Several years ago, I prayed outside an abortion clinic in Milwaukee on a gray, melancholy morning, filled with icy wind and a threat of snow. One by one, young women emerged from the building, looking dazed and shocked, each carrying a brown paper bag with medication. Like wounded survivors returning from the front of an invisible and terrible war, they stepped into waiting cars of boyfriends, roommates or parents, whisked away from the place where their child’s life had just ended and their own psychological and emotional torment had just begun. I felt a profound sorrow in that moment that I had never experienced before, grieving for the victims of a needless and preventable tragedy.

Then suddenly the owner of the abortion clinic emerged, hurrying through the cold and past us to reach the security of her Volvo. As she went by, I heard myself quietly saying, more to me than her, “Stop killing people here.” Turning on me with all the rage of her pro-choice righteousness, she hurled obscenities and insults but never denied that she was indeed complicit in the taking of human life. If someone had accused me of ending the life of another person, I would indignantly deny, explain, obfuscate or defend myself against such a charge, but such was not the case with this woman. She screamed and swore, but never answered the fundamental charge that she was an active accomplice in the taking of innocent human life. This startling realization taught me an important truth about the whole abortion struggle.

For years we have thought, that with the help of science, everyone could be convinced that a human fetus, even in the earliest stages of development, rapidly exhibits all of the characteristics, components and complexity of a developing human being, that the whole “it’s just a blob of tissue” canard was false. We hoped that if we could just show the beauty, form and wonder of unborn life, everyone would naturally see that this amazing being is human and abortion would cease. But, of course, this has not happened.

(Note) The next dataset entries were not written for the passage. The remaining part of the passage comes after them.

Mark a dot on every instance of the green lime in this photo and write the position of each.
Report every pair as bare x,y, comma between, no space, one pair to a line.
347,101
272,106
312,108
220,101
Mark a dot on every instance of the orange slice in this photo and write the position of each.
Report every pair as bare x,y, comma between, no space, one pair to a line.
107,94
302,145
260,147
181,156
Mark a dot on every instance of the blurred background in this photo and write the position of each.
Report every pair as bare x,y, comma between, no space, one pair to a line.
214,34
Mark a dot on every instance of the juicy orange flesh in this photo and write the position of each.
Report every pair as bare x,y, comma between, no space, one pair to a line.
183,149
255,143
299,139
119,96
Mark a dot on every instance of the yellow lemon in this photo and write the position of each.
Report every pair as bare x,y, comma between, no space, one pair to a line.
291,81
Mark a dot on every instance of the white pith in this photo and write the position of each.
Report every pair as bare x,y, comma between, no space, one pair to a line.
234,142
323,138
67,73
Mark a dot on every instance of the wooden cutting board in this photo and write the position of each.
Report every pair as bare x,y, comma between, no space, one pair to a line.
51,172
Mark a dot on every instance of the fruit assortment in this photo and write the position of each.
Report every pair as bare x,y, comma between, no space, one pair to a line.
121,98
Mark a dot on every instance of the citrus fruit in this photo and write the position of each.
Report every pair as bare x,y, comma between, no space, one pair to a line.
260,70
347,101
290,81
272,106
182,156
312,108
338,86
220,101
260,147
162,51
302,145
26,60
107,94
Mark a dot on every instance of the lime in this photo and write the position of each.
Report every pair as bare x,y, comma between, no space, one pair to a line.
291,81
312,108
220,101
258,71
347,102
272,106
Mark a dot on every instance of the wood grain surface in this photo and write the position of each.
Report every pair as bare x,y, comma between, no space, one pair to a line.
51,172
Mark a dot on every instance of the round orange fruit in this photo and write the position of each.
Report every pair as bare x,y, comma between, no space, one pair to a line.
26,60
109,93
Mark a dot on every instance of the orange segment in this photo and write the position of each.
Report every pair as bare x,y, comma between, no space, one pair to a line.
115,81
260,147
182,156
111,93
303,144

What I came to realize on that cold and sad February morning was that the real challenge is not convincing the abortionists that life in the womb is human — they know that — but rather helping them to see that every life has an inherent dignity which calls for respect, welcome, tenderness and love. The Church’s fundamental stance on so many moral issues flows from the glorious truth that every person is created in the image and likeness of God, but even an atheist can acknowledge the moral absolute “Thou shall not kill,” because such respect for the life of the other is inscribed in our heart and conscience. How will we ever see the homeless, the immigrant, the elderly, those with disabilities, the poor as blessings and not burdens if we cannot welcome precious, innocent life in the fragility of the womb?

Perhaps the greatest challenge is to help folks like the abortion-clinic owner, the frightened pregnant teenager, the Planned Parenthood worker, the pro-choice congressman and ourselves to recognize the gift and beauty of our own humanity. The culture of death seeks to diminish, dehumanize and destroy us. Jesus Christ has come to save, love and forgive us. When we let in that redeeming light of the Lord, the shadows of death vanish and our hearts long for a love that only the Lord can give. Building a civilization of life and love is the fundamental task of the Christian disciple; we can only embrace such a daunting and luminous enterprise if we know our own worth, dignity and beauty in the eyes of the One who kisses us from the cross and laid down His life so that we could be His forever.

Bishop Donald J. Hying is the Bishop of Madison, Wisconsin.